CoSeg

CoSeg is a self-supervised learning-based event boundary detection method.

License: MIT for academic use.

Contact: Xiao Wang (wang3702@purdue.edu), Jingen Liu (jingenliu@gmail.com)

Introduction

Some cognitive research has discovered that humans accomplish event segmentation as a side effect of event anticipation. Inspired by this discovery, we propose a simple yet effective end-to-end self-supervised learning framework for event segmentation/boundary detection. Unlike the mainstream clustering-based methods, our framework exploits a transformer-based feature reconstruction scheme to detect event boundary by reconstruction errors. This is consistent with the fact that humans spot new events by leveraging the deviation between their prediction and what is actually perceived. Thanks to their heterogeneity in semantics, the frames at boundaries are difficult to be reconstructed (generally with large reconstruction errors), which is favorable for event boundary detection. Additionally, since the reconstruction occurs on the semantic feature level instead of pixel level, we develop a temporal contrastive feature embedding module to learn the semantic visual representation for frame feature reconstruction. This procedure is like humans building up experiences with “long-term memory”. The goal of our work is to segment generic events rather than localize some specific ones. We focus on achieving accurate event boundaries. As a result, we adopt F1 score (Precision/Recall) as our primary evaluation metric for a fair comparison with previous approaches. Meanwhile, we also calculate the conventional frame-based MoF and IoU metric. We thoroughly benchmark our work on four publicly available datasets and demonstrate much better results.

Installation

1. `Install git`

2. Clone the repository in your computer

git clone git@github.com:wang3702/CoSeg.git && cd CoSeg

3. Build dependencies.

You have two options to install dependency on your computer:

3.1 Install with pip and python(Ver 3.6.9).

3.1.1`install pip`.

3.1.2 Install dependency in command line.

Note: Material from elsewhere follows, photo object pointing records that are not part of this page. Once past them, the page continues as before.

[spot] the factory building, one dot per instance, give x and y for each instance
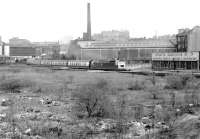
(187, 58)
(113, 35)
(47, 50)
(188, 40)
(20, 48)
(136, 51)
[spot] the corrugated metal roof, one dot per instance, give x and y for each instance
(152, 43)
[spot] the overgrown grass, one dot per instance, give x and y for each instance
(136, 85)
(177, 82)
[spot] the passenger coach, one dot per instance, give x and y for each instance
(175, 61)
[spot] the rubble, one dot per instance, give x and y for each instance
(6, 102)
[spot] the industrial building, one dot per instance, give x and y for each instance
(113, 35)
(187, 56)
(136, 51)
(188, 40)
(47, 50)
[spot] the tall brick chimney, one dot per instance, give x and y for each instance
(89, 37)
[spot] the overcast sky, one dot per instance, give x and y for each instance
(50, 20)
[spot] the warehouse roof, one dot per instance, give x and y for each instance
(144, 43)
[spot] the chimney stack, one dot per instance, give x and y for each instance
(88, 23)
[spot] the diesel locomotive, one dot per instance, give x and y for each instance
(81, 64)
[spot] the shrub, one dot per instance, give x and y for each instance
(136, 85)
(177, 81)
(14, 85)
(92, 99)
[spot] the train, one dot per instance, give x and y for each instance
(107, 65)
(7, 60)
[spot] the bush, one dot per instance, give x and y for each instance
(14, 85)
(136, 85)
(92, 99)
(177, 82)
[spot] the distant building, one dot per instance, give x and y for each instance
(17, 42)
(188, 40)
(131, 51)
(113, 35)
(47, 50)
(194, 40)
(87, 36)
(20, 48)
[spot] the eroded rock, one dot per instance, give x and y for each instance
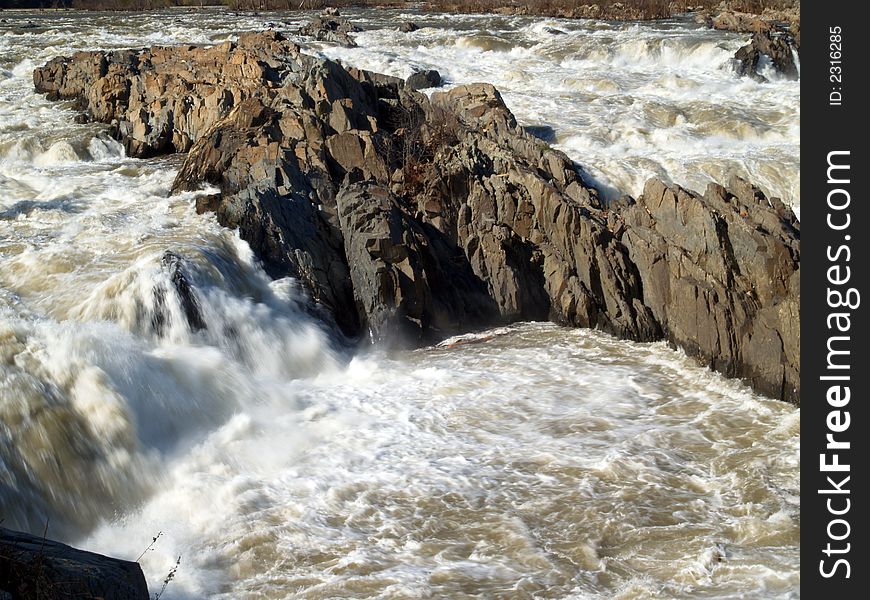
(33, 567)
(413, 218)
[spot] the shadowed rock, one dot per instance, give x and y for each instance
(35, 568)
(422, 80)
(330, 27)
(414, 217)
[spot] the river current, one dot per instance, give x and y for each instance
(528, 461)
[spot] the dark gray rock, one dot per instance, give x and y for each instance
(413, 218)
(777, 47)
(38, 569)
(330, 27)
(422, 80)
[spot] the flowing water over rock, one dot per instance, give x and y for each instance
(187, 393)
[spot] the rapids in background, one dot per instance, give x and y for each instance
(530, 460)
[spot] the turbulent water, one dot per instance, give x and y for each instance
(531, 461)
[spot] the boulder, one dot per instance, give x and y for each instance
(332, 28)
(422, 80)
(413, 217)
(777, 47)
(35, 568)
(739, 22)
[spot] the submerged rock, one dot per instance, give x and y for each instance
(33, 567)
(414, 218)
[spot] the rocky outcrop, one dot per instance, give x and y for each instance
(422, 80)
(32, 568)
(777, 47)
(330, 27)
(413, 217)
(775, 35)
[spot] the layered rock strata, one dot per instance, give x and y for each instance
(412, 217)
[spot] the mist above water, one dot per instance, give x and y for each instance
(531, 460)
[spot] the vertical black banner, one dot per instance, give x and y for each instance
(835, 424)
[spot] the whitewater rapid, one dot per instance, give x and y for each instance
(277, 461)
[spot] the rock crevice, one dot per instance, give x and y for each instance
(413, 217)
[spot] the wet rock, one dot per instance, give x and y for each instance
(174, 264)
(422, 80)
(412, 217)
(721, 274)
(33, 567)
(739, 22)
(775, 47)
(332, 28)
(778, 47)
(745, 62)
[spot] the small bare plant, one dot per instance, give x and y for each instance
(169, 577)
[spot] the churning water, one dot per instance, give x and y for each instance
(530, 461)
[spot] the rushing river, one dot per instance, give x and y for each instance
(530, 461)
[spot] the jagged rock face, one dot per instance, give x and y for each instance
(721, 274)
(412, 217)
(332, 28)
(33, 567)
(777, 47)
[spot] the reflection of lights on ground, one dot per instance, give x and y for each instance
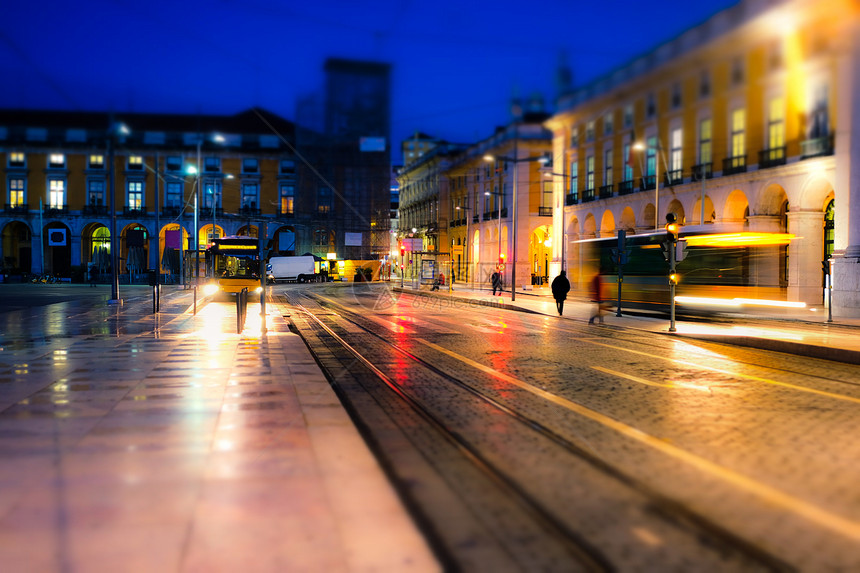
(737, 302)
(738, 331)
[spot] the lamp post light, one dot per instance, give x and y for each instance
(468, 244)
(116, 130)
(639, 146)
(544, 159)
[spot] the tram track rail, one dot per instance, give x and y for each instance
(588, 556)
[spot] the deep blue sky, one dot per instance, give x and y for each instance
(457, 64)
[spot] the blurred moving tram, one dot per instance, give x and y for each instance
(233, 263)
(716, 272)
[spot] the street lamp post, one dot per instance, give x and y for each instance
(115, 130)
(468, 243)
(516, 161)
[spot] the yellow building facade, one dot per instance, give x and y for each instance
(741, 124)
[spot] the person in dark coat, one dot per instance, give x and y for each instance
(597, 299)
(560, 287)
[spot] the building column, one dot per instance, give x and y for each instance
(846, 255)
(805, 254)
(765, 266)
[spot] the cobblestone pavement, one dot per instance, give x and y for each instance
(139, 442)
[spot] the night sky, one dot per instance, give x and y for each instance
(456, 64)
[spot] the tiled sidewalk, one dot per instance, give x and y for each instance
(187, 448)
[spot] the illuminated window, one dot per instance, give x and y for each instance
(650, 106)
(57, 161)
(628, 115)
(211, 194)
(324, 200)
(56, 193)
(607, 167)
(16, 191)
(96, 192)
(546, 194)
(675, 141)
(589, 131)
(135, 195)
(628, 165)
(776, 123)
(97, 161)
(288, 194)
(651, 156)
(250, 193)
(705, 84)
(589, 172)
(676, 95)
(16, 159)
(705, 151)
(737, 71)
(173, 195)
(212, 164)
(738, 139)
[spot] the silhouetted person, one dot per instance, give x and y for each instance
(560, 287)
(597, 299)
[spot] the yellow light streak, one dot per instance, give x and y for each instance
(738, 302)
(739, 239)
(835, 523)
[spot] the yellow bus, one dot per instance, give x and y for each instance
(234, 263)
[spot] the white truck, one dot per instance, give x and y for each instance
(292, 269)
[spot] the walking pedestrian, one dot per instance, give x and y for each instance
(597, 299)
(496, 279)
(560, 287)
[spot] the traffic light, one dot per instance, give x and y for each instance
(672, 227)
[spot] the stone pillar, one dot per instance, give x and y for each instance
(846, 256)
(765, 265)
(805, 253)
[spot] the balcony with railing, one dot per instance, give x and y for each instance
(816, 147)
(772, 157)
(647, 183)
(128, 211)
(96, 209)
(16, 209)
(702, 171)
(674, 177)
(56, 210)
(733, 165)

pip install -r requirements.txt --user

If you encounter any errors, you can install each library one by one:

pip install torch==1.8.1
pip install torchvision==0.9.1
pip install Pillow
pip install opencv-python
pip install scipy
pip install tensorboardX

3.2 Install with anaconda

3.2.1 `install conda`.

3.2.2 Install dependency in command line

conda create -n CoSeg python=3.7.1
conda activate CoSeg
pip install -r requirements.txt

Each time when you want to run my code, simply activate the environment by

conda activate CoSeg
conda deactivate(If you want to exit)

4 Prepare Datasets

Please search Breakfast, 50 Salads, INRIA dataset online and you can easily get access to download them.

Usage

1 Frame Data Preparation

python3 main.py --mode=0 -F=[video_dataset_dir] -M=[frame_dataset_dir] --dataset=[dataset_type]

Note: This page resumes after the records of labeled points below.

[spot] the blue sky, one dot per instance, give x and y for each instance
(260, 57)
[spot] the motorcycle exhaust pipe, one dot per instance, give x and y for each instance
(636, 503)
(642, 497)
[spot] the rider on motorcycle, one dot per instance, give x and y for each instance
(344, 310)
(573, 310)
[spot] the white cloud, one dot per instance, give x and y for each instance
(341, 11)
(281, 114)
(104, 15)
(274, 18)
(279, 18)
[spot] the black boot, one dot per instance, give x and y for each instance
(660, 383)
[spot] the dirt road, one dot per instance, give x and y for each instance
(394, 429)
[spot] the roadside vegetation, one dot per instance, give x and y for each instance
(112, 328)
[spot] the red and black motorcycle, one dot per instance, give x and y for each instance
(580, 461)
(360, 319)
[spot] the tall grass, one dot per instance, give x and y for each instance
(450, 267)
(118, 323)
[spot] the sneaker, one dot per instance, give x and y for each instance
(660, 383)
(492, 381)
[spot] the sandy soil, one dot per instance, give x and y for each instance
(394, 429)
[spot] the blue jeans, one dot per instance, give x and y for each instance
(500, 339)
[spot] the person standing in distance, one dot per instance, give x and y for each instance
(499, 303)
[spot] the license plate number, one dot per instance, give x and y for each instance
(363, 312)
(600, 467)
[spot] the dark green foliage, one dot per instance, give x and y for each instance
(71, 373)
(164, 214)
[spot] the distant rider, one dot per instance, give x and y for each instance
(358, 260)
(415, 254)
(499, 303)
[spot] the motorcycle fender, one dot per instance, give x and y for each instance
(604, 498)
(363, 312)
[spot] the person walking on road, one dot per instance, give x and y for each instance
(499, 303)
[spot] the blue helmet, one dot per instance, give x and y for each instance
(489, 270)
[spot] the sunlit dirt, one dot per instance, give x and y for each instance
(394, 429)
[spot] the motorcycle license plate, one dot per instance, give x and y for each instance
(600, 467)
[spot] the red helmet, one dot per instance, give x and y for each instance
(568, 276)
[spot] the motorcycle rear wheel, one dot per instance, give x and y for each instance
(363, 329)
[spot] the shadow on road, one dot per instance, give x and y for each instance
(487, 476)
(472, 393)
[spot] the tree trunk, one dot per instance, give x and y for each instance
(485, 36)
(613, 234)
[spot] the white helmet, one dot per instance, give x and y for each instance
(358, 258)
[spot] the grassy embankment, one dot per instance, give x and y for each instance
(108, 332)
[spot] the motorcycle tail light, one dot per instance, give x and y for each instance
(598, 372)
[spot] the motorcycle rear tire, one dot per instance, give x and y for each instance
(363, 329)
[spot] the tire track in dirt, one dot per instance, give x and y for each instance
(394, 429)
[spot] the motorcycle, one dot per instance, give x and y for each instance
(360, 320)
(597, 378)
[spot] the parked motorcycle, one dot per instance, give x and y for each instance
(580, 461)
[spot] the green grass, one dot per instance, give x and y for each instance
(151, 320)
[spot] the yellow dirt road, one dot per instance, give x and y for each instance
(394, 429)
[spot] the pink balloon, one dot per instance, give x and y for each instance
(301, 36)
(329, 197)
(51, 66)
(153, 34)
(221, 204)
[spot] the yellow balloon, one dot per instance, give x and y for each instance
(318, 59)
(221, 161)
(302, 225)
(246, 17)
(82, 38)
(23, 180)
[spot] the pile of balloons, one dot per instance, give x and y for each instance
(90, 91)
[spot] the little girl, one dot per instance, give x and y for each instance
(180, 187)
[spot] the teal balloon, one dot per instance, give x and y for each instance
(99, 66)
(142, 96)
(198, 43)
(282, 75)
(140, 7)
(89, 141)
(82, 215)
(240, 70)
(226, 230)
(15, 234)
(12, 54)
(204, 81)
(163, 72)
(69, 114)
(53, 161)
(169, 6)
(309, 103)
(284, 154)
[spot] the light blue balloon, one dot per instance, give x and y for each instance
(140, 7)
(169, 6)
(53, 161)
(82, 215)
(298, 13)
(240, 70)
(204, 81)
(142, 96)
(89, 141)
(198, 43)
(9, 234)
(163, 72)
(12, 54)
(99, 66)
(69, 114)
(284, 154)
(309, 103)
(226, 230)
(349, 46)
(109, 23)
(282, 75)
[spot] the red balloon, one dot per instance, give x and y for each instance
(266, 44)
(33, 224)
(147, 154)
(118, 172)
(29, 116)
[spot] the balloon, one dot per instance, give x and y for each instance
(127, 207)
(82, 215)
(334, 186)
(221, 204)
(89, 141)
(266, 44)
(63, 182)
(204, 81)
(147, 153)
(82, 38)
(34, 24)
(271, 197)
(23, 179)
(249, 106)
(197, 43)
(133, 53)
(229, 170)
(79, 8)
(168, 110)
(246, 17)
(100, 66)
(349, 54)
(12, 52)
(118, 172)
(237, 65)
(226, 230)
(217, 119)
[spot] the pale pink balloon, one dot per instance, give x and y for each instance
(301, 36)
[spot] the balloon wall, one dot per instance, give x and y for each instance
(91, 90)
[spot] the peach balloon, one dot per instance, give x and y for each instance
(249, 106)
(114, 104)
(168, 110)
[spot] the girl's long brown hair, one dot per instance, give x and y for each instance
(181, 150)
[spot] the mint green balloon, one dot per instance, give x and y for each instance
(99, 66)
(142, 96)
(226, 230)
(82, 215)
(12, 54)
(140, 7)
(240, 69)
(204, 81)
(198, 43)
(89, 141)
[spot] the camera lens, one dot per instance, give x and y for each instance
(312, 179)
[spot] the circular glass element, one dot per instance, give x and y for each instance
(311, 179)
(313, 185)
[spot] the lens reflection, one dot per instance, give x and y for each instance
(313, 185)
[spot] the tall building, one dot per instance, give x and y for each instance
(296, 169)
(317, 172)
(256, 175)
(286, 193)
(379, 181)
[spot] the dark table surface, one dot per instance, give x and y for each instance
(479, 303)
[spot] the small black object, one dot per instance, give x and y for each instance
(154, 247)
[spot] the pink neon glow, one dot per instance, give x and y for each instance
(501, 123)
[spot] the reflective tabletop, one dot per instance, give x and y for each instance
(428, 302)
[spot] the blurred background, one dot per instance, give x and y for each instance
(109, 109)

[video_dataset_dir] is the unzipped directory of your downloaded dataset, which should includes many video files inside; [frame_dataset_dir] is the specified directory to save the generated frames, which will be used for our training and inference; [dataset_type] specifies the dataset name, "B" indicates Breakfast dataset, "S" indicates the 50 Salad dataset, "I" indicates the INRIA dataset.

2 Training of CoSeg

python3 main.py --mode=1 -F=[frame_dataset_dir] --dataset=[dataset_type] \
 --epochs [epochs] --batch_size [batch_size] --lr [learning_rate] \
 --gpu [gpu_id] --log_path [log_dir] --window_length [window_size] \
 --mask_length [mask_size] --beta [loss_coefficient] --tensorboard [tensorboard_flag]

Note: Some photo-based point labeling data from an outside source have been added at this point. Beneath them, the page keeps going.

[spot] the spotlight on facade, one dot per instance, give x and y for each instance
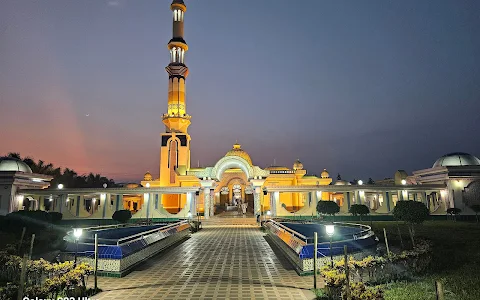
(330, 229)
(77, 233)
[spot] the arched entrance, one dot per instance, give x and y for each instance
(233, 191)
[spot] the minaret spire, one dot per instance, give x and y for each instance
(176, 119)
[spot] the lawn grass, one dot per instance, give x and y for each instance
(456, 260)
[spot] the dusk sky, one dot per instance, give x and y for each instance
(361, 88)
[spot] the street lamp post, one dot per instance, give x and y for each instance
(330, 229)
(77, 233)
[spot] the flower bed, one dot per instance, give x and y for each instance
(43, 279)
(374, 270)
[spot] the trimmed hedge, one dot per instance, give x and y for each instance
(122, 216)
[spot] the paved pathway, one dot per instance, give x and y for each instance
(229, 262)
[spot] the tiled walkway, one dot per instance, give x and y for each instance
(230, 262)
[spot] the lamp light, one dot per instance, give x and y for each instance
(330, 229)
(77, 232)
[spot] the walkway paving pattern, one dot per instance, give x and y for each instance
(229, 262)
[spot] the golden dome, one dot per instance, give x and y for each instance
(298, 165)
(324, 174)
(147, 177)
(238, 151)
(277, 168)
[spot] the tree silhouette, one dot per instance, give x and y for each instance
(69, 178)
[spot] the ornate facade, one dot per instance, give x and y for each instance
(182, 191)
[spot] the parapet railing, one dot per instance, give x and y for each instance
(128, 239)
(141, 235)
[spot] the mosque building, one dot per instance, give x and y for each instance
(181, 191)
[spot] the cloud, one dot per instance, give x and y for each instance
(116, 3)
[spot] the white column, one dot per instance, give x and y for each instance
(191, 203)
(257, 189)
(207, 185)
(256, 200)
(276, 199)
(206, 202)
(212, 203)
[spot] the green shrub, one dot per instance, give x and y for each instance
(359, 209)
(358, 290)
(328, 207)
(411, 212)
(122, 216)
(454, 211)
(55, 216)
(379, 269)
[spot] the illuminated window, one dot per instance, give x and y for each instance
(177, 15)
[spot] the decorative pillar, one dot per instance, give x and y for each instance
(60, 203)
(206, 203)
(387, 199)
(212, 202)
(207, 185)
(77, 205)
(256, 200)
(275, 202)
(257, 189)
(346, 203)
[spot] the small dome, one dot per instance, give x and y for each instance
(13, 164)
(298, 165)
(277, 168)
(238, 151)
(457, 159)
(147, 177)
(325, 174)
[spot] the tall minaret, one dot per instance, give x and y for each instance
(176, 119)
(175, 145)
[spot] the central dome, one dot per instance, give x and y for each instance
(13, 164)
(457, 159)
(238, 151)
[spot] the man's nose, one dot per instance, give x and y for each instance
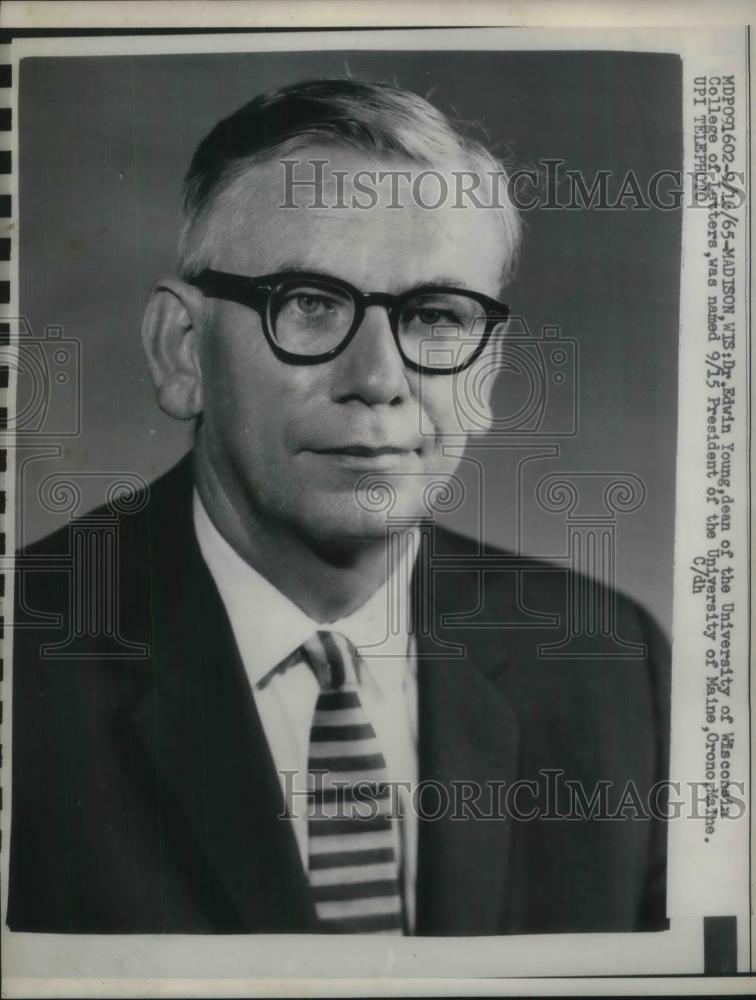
(371, 368)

[frame_dataset_dir] is the specified directory to save the generated frame, which is generated in the previous step. [dataset_type] specifies the dataset name, "B" indicates Breakfast dataset, "S" indicates the 50 Salad dataset, "I" indicates the INRIA dataset. [epochs] is the number of epochs for training. [batch_size] is the training batch size. [learning_rate] is the learning rate for training the end-to-end CoSeg. [gpu_id] specifies the gpu used for training. For example, if you want to use GPU 0,1, you can specify "--gpu='0,1'". [window_size] is the input window size. [mask_size] specifies the masked size to be reconstructed. [loss_coefficient] controls the balance of training : Contrastive Temporal Feature Embedding (CTFE) and Frame Feature Reconstruction (FFR) module. [tensorboard_flag] controls to open tensorboard to log or not.

You can specify "--resume=1 -M=[resume_model_path]" to resume training if needed.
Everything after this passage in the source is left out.